Por Jorge Gómez Barata
La COVID-19 ha conllevado la adopción de medidas de restricción nunca vistas. Confinamiento, distanciamiento social, limitación de las libertades de viajes, reunión y movimiento. Las disposiciones ejecutivas han incluido la prohibición de deambular por espacios públicos, pasear, organizar o participar en fiestas, incluidas familiares, suspender rituales religiosos, efectuar bautizos y bodas, así como asistir a clases, espectáculos y competencias deportivas, visitas a establecimientos penitenciarios, hospitales e incluso sepelios.

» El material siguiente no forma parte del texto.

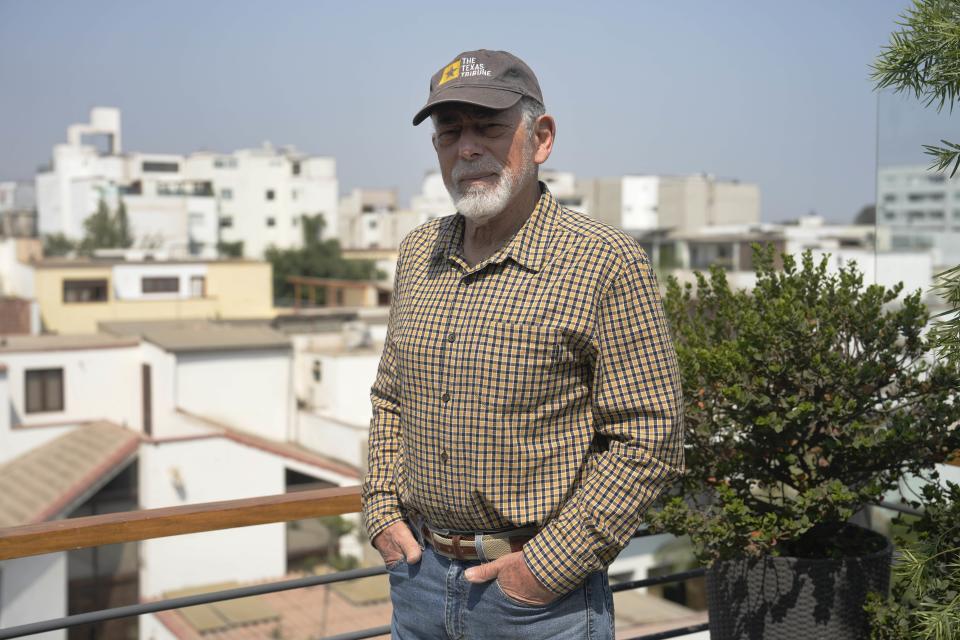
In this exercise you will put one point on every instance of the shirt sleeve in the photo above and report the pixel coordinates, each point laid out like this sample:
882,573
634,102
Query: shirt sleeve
379,492
638,414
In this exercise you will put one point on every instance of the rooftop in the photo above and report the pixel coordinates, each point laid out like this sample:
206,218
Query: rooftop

Para proteger la salud de su población, además de disponer el cierre de empresas, restaurantes, teatros, competencias y festivales, los gobiernos han sido investidos o se han abrogado facultades para suspender temporalmente derechos civiles y humanos y otras prerrogativas establecidas de larga data y que están consagradas en los textos constitucionales de todos los países democráticos.
Aunque en unos pocos lugares, hubo resistencia a aceptar tales disposiciones, por temor al contagio, la enfermedad y la muerte los pueblos de las sociedades más avanzadas, fervorosos defensores de derechos cuyo ejercicio se remonta a las de dos siglos, aceptaron limitaciones que no existían desde épocas feudales.
La pregunta es si con el retorno a la normalidad, cosa que al parecer se hará gradualmente, se recuperarán tales derechos. Algunas veces se ha dicho que hay medidas que “llegaron para quedarse”. En la zaga de la pandemia pueden ocurrir cambios trascendentales en el comportamiento de las personas. Probablemente, nunca más los occidentales utilicen el abrazo como saludo y los besos entre amigos y amigas y a los niños, pudieran limitarse seriamente, tratarse a distancia pudiera convertirse en una regla. No obstante, lo más importante no son los aspectos sociales y culturales, que se adoptaran voluntariamente, sino algunos elementos jurídicos.
Las inevitables limitaciones a los derecho humanos o civiles, con el fin de proteger a la población de la enfermedad, se asimilan mejor cuando se advierte de que se trata de una emergencia que de ninguna manera socava el estado de derecho, se ajustan a los lugares específicos en los cuales tienen sentido y tienen vigencia solo el tiempo estrictamente necesario y las sanciones a quienes la violen se aplican con moderación y estricto apego a la legalidad y con total conciencia de que no se trata de castigar a delincuentes.
El regreso a la normalidad no debería suponer que se desechen hábitos y comportamientos sociales seculares, ni que por vía administrativa se introduzcan prácticas sociales y estilos de vida que conllevan limitaciones de derechos conquistados.
Hacen muy bien los países que, tan rápido como es posible, abren sus fronteras, permiten el arribo de extranjeros, acogen a los nacionales que habían quedado varados, reinician las clases y tratan de retornar con seguridad a la normalidad.
Restablecer la normalidad es cesar cuantas limitaciones a la libertad sean posibles. La normalidad es el regreso a la rutina ciudadana y no la oportunidad para que las autoridades impongan medidas que antes no existían.
Entre las tareas del estado, ninguna es más importante que asegurar el disfrute de los derechos ciudadanos y proveer felicidad. Las personas son más felices en la medida en que son más libres.